Last week BEE spoke
with Tom Sizemore (9/15/14) about the place character actors hold in the current film industry. I wasn’t going to post this but then this other thing came out on The Playlist today and it seems more relevant than before.
This subject has been on my mind for a while, a discussion I’ve had with friends — that the changed film landscape in the US also has to do with a changed acting pool — that with film projects say pre-2000 or mid 90s, all looks and types of people, not traditionally handsome or necessarily beautiful people, had an opportunity to act as leads or in large supporting roles (for a living), and maybe a lot of the leading actors of the previous generation weren’t even considered (as) good looking before they became famous - it was their stardom that made them so. Would Keitel or DeNiro get all their roles today? Dustin Hoffman, or Cagney? Or Nicholson, even, given his hairline? Where would Lily Tomlin be? Or Shelley Duvall for that matter?
As Tobey Maguire and Ed Zwick mention in the following interview excerpt, the majority of opportunities for young American actors are primarily in network television, where attractiveness often trumps acting chops. I’m betting a lot of interesting faces who might have considered an acting career twenty years ago don’t even attempt to make a go of it now, recognizing that that just isn’t what the industry is anymore.
"Movies now have more to do with an aesthetic, than they do with a performance," Maguire said. "Growing up, it was always my ambition to work with great actors and great directors, and it was Leo[nardo DiCaprio]'s ambition, too, so that's what we were focused on and aiming for. Parts like those start to shape you as an actor, and they shape people's perception of you, too. Leo going into 'This Boy's Life' at 15 years old and working with Robert De Niro, that shapes the rest of his career — and the studios aren’t [making] many movies like that anymore.”

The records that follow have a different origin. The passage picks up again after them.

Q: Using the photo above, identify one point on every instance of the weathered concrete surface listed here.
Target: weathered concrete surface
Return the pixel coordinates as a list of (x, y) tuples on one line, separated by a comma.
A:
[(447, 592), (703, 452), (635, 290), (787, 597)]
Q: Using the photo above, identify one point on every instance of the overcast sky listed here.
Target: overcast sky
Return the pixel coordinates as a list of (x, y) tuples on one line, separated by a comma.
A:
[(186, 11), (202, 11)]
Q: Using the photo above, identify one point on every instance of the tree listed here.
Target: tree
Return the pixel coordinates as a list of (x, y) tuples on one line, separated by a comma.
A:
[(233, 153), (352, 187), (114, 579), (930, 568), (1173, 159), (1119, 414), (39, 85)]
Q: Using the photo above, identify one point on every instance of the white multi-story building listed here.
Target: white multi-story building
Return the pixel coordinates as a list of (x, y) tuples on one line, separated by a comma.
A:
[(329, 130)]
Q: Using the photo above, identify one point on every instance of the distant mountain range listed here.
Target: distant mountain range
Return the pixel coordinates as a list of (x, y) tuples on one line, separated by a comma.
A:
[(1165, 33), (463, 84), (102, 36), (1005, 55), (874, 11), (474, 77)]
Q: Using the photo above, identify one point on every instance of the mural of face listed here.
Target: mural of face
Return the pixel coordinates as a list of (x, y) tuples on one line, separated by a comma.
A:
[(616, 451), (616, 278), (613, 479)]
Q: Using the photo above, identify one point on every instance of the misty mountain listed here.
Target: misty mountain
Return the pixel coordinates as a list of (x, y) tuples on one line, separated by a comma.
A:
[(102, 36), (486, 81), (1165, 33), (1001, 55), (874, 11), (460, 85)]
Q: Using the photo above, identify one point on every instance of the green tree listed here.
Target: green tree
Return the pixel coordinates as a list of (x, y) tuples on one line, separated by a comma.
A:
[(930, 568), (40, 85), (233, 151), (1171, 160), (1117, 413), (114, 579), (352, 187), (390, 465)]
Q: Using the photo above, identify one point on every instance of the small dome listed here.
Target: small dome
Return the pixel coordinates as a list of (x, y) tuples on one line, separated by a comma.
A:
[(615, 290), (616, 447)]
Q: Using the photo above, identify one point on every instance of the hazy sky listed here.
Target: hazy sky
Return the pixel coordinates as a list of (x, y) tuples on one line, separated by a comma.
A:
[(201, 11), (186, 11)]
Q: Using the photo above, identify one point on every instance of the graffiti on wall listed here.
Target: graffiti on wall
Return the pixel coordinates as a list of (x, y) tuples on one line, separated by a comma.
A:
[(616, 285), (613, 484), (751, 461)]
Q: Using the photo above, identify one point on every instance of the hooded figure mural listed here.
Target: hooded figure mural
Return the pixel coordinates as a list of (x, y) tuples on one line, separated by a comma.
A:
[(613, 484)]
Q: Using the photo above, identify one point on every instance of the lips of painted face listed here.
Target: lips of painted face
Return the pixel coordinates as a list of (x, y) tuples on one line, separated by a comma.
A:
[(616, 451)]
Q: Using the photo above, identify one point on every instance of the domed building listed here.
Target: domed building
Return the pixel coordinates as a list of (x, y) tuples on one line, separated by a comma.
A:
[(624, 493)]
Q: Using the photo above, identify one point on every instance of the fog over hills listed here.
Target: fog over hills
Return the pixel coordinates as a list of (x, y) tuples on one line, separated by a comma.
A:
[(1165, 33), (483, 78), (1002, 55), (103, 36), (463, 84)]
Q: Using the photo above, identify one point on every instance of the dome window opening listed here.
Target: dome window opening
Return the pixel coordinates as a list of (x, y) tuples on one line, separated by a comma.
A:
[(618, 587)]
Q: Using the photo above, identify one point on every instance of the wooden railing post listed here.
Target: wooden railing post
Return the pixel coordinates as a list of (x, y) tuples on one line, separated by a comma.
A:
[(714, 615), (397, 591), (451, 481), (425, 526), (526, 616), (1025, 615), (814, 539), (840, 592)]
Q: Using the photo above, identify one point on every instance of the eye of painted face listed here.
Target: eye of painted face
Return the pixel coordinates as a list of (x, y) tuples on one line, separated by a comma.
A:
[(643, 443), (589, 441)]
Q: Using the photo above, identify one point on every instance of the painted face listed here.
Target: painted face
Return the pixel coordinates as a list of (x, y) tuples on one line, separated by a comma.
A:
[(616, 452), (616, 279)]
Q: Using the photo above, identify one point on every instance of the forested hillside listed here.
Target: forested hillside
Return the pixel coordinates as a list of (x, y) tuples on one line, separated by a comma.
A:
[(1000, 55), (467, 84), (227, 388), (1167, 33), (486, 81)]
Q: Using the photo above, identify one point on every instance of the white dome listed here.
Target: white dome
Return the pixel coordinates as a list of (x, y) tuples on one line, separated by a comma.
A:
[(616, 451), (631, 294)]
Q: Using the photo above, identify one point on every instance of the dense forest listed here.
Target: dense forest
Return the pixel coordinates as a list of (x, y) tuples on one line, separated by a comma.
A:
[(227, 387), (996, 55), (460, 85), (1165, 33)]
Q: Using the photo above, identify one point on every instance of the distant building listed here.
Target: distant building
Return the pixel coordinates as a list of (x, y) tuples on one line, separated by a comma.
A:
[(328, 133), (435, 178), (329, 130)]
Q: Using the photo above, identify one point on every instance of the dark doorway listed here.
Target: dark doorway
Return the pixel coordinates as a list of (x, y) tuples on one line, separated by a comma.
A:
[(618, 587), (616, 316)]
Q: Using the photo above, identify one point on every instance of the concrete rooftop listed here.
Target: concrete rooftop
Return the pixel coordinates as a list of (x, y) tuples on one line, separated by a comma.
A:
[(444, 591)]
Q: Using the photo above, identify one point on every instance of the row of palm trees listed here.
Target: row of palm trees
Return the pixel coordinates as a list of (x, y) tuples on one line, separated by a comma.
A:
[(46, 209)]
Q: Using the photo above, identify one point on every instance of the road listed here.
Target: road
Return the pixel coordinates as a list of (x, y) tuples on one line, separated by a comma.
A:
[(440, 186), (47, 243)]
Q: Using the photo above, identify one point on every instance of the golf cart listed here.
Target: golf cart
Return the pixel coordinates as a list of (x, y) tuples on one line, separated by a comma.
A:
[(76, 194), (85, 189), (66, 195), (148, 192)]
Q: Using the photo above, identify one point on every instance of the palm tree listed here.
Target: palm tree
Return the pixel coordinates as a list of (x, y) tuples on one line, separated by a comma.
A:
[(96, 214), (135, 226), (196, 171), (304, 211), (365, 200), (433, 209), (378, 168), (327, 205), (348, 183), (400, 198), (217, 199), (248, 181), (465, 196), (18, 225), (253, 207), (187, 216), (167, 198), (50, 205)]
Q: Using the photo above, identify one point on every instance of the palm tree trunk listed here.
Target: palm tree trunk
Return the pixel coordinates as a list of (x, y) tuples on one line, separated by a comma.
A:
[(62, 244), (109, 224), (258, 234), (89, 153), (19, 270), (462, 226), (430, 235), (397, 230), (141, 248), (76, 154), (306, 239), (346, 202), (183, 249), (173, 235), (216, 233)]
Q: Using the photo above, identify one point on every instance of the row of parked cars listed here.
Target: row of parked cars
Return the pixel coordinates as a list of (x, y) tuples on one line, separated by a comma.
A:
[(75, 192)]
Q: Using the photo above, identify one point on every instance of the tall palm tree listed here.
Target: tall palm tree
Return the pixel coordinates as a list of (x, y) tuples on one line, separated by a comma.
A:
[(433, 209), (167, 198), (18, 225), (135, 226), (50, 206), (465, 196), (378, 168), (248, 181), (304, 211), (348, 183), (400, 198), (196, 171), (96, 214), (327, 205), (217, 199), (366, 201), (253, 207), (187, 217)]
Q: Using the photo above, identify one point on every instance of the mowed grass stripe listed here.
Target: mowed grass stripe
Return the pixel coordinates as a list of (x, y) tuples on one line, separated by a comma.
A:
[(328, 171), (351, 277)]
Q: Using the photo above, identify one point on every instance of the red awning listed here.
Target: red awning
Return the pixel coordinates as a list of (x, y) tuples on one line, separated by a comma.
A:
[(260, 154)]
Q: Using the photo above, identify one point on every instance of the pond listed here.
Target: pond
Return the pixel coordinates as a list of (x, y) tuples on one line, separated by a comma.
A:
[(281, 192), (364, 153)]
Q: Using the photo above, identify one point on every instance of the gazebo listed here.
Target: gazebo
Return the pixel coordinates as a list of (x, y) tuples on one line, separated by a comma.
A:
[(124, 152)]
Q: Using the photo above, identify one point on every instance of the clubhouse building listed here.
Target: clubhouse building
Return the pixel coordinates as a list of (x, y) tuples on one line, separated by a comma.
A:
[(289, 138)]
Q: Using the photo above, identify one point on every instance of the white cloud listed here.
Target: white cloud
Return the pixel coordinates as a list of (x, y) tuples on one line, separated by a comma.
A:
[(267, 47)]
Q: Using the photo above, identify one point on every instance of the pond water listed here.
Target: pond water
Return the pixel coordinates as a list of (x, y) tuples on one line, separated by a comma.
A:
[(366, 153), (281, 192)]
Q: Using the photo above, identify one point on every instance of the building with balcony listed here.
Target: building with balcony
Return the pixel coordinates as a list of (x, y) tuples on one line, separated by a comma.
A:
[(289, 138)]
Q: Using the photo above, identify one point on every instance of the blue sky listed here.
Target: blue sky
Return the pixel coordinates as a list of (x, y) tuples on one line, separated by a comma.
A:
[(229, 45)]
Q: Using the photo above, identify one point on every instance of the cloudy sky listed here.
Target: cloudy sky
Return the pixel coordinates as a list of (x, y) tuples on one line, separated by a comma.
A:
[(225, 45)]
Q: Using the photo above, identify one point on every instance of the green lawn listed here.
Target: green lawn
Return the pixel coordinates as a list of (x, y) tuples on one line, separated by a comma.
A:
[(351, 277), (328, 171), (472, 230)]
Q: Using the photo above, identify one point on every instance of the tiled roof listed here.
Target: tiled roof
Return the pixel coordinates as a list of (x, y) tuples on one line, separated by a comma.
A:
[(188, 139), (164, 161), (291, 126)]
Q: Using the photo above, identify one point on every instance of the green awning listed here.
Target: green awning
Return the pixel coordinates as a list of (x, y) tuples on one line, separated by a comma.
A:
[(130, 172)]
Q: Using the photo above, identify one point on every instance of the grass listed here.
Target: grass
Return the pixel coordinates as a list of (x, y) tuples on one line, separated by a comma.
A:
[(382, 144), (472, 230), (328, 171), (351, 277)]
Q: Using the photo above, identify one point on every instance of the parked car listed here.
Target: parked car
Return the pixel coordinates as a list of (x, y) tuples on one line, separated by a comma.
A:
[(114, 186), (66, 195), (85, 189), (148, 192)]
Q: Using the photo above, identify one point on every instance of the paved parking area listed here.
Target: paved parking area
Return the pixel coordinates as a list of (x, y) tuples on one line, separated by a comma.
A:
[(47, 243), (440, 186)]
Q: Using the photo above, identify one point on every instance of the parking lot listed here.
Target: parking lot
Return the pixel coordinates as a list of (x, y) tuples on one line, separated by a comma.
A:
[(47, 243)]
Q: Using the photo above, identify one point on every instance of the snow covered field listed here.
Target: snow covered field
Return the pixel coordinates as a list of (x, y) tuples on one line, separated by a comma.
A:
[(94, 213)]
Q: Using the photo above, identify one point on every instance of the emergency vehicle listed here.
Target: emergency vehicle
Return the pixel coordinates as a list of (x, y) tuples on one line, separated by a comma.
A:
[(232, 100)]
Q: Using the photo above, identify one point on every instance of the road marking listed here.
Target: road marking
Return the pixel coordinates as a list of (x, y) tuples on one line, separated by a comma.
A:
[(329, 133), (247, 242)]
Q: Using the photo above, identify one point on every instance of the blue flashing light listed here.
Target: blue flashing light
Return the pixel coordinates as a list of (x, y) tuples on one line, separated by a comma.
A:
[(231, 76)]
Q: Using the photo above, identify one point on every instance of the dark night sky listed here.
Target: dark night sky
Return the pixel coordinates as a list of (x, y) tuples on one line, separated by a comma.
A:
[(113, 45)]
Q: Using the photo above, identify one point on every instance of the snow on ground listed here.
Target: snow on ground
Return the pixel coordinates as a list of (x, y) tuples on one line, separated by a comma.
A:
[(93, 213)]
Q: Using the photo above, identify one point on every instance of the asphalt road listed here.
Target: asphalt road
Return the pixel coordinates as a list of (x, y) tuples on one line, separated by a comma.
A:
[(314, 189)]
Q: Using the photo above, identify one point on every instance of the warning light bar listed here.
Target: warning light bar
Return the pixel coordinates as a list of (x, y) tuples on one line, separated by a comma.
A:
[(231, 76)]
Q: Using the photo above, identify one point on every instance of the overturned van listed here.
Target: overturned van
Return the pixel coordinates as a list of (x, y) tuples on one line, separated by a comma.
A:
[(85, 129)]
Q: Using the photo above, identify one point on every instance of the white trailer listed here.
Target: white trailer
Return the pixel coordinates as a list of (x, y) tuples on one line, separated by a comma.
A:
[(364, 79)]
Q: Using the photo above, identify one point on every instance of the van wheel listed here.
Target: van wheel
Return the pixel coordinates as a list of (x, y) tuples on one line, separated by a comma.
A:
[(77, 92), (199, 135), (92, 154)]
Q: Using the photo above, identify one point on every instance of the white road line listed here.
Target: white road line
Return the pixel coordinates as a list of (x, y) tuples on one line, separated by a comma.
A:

Ed Zwick, who directed "Pawn Sacrifice" and did the interview with Maguire, sees the rush of franchise projects as particularly damaging as well. “There's a poaching of young people where they're put into CW television shows, and they learn bad habits. They're given too much responsibility too quickly, and without the opportunity to work with these great directors that Tobey and Leo had. Young actors used to be cast as the third lead opposite stars like Spencer Tracy or Henry Fonda, and they had apprenticeships of a kind, learning their craft. That doesn't happen now.”
“If Leo and I were young now, I'd still aspire to work with great people, but those jobs don't exist anymore. I would feel like my only opportunities were in YA franchises and superhero movies. You can hold out for something better only for so long until you're like, Okay, I need a job!”
It depresses me. This is half the reason why the American film market has turned to shit.